自律神経失調症からうつ病は併発する?~症状や原因、予防法~

自律神経失調症を長い間放っておくと「うつ病」を併発することがあります。

一般的にうつ病は、精神的な悩みやショック・ストレスなどで発症すると思われがちですが、じつは自律神経などの”肉体的な要因“が影響している場合もあるのです。

まずは「うつ病」とはいったいどんな病気なのかを知っておきましょう。

うつ病の具体的な症状

  • 気分が落ち込む
  • やる気が出ない
  • これまで興味のあったものに楽しみを全く感じられない
  • 自己否定が強くなる
  • 根拠のない罪悪感におそわれる
  • 気がつけば「何も考えていない状態」が長く続く
  • 日常的な家事や用事を片付けられない
  • 集中力がきわめて低下している
  • 以前よりも決断力が低下している

「気分が落ち込む」「やる気が出ない」などの状態は、誰にでも訪れる心のバイオリズムですが、普段の波よりもずっと重い場合はうつ病の可能性があります。

精神医学的には、これらの症状が「2週間以上」継続するならば『うつ病』と判断します。

自律神経失調症とうつ病の関係や考えられる原因

人体は大きく分けて「脳」と「体」で構成されています。

そしてこの両者をつなぎ、人間が「意志によって活動をコントロール」するための”伝達役”として、「自律神経」が機能しています。

自律神経は、いわば「脳と肉体のかけはし」のようなものであり、脳から肉体へまた、肉体から脳へと、大量の情報を行き来させるための器官といえます。
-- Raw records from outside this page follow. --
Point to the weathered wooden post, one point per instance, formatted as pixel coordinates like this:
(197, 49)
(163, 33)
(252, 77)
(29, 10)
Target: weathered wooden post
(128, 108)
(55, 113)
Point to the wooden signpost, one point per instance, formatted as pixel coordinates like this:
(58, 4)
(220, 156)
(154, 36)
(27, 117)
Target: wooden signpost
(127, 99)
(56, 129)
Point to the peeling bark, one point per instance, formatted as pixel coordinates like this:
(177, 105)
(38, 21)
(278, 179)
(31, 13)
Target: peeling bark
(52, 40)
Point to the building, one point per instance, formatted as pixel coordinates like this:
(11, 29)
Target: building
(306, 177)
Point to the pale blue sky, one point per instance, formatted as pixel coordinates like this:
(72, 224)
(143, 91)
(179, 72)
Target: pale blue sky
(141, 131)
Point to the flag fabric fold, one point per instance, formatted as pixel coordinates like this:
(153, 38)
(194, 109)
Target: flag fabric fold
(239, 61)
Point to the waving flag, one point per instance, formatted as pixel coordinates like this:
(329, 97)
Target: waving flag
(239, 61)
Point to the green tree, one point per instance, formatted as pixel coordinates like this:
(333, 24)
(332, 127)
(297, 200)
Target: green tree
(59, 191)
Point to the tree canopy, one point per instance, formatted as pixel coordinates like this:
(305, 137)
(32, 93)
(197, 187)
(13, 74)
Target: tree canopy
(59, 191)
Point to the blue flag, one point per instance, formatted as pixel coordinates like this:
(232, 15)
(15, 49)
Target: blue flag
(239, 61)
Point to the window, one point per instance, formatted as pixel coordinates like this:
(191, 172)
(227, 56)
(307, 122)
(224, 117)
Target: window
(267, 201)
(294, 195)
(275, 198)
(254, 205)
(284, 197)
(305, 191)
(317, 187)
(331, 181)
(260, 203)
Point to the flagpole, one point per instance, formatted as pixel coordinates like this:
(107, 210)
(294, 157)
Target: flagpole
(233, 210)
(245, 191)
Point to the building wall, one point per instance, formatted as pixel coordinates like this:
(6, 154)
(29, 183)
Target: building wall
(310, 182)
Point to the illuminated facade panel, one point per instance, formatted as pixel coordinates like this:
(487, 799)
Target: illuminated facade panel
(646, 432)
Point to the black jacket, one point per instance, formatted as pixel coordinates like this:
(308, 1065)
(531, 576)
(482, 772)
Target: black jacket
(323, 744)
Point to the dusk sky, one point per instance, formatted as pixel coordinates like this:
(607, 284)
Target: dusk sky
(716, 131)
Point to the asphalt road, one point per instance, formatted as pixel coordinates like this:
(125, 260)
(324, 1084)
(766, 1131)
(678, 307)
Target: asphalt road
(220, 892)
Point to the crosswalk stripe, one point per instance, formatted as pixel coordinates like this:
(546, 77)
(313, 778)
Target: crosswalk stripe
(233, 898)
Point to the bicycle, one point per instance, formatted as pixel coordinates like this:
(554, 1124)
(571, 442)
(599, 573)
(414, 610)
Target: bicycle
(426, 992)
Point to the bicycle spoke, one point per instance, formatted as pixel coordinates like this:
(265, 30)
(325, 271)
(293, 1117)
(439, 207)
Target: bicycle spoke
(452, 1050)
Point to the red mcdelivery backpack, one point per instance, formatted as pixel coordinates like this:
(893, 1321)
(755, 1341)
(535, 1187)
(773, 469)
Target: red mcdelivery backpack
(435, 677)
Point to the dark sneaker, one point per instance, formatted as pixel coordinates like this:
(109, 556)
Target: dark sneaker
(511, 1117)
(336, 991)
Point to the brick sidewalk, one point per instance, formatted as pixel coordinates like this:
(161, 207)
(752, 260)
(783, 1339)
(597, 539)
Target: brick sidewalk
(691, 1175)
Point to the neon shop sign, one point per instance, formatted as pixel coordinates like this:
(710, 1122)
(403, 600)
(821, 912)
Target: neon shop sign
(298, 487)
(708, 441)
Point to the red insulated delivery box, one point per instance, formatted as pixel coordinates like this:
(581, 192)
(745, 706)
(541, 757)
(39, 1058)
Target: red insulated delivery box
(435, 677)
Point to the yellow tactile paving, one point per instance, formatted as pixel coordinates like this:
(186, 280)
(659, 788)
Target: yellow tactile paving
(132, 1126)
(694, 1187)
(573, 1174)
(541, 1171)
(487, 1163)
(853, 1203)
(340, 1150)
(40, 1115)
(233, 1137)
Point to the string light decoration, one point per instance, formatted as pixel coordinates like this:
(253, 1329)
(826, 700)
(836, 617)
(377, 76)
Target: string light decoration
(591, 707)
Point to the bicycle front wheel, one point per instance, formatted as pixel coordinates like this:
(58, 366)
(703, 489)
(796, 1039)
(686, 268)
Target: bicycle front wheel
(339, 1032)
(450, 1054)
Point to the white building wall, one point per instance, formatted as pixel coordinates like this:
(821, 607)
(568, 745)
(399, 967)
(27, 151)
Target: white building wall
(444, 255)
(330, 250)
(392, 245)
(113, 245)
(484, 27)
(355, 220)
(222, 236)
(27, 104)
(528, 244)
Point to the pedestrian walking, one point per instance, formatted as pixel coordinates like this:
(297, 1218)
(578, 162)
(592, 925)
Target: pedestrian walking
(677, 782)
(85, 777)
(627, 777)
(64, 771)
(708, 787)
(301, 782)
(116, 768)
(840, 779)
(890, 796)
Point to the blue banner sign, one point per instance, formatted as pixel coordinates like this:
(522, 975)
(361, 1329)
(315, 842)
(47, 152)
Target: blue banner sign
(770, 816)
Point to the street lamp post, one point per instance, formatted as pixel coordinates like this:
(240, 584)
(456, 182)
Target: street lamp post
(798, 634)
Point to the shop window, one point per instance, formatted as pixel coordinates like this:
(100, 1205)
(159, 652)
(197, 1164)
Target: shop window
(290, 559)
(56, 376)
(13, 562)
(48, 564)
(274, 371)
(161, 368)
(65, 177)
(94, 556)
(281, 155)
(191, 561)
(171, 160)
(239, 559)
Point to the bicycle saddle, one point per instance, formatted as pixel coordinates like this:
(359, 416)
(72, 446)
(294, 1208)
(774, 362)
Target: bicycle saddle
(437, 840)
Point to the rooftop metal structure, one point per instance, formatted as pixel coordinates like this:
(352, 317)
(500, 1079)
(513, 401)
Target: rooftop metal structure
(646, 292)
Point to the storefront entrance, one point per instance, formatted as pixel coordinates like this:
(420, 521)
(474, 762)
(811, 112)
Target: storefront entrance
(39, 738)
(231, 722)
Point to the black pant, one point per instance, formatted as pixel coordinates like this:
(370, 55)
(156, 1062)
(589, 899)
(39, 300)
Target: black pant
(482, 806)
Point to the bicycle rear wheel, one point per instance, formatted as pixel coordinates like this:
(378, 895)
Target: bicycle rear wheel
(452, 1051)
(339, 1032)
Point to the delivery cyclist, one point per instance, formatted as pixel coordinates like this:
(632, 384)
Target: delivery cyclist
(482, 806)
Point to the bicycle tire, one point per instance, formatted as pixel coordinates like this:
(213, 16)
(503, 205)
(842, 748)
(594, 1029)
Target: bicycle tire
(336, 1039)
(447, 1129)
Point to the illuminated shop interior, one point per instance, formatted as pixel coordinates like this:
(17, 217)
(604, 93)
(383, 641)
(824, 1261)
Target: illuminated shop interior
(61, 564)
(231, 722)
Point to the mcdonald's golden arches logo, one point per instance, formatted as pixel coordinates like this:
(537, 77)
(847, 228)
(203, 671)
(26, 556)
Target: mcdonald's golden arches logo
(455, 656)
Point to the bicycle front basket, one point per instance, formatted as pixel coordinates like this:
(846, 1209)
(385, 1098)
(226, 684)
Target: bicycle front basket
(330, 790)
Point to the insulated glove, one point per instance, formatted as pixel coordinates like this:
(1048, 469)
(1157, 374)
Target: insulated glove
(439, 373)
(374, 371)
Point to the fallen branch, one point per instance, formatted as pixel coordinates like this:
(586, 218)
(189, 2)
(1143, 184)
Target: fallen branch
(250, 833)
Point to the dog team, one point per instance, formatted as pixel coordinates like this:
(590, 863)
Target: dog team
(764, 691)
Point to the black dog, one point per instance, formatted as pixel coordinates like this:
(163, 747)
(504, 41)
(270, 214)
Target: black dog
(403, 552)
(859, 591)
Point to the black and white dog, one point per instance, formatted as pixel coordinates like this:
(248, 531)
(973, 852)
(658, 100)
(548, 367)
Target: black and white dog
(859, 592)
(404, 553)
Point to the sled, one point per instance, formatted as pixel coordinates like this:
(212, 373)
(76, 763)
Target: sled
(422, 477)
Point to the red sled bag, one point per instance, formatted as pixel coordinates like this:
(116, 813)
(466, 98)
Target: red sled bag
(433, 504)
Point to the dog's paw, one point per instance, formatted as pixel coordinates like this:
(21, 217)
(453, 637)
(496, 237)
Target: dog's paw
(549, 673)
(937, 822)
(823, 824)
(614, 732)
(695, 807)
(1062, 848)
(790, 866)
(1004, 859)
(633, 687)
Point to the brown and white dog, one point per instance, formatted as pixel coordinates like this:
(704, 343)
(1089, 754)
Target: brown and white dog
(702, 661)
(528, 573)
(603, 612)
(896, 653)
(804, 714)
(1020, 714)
この”情報伝達”という働きに障害が表れるのが「自律神経失調症」です。

自律神経失調症は、ストレスや精神的な要因で発症することがありますが、その他に「寝不足」「運動不足」「食生活の悪化」などの生活習慣が原因となって起きることもあります。

うつ病は、脳内物質のはたらきに異常が生じることで起こる

「うつ病」は、脳内で分泌される「ドーパミン」「ノルアドレナリン」「セロトニン」「オピオイド」などが深く関係します。

これらの神経伝達物質が、過度の刺激によって疲労・不足・枯渇することによって『うつ症状』が現れます。「自律神経失調症からうつ病を併発する原因」は、これらの神経伝達物質が関係していると考えられます。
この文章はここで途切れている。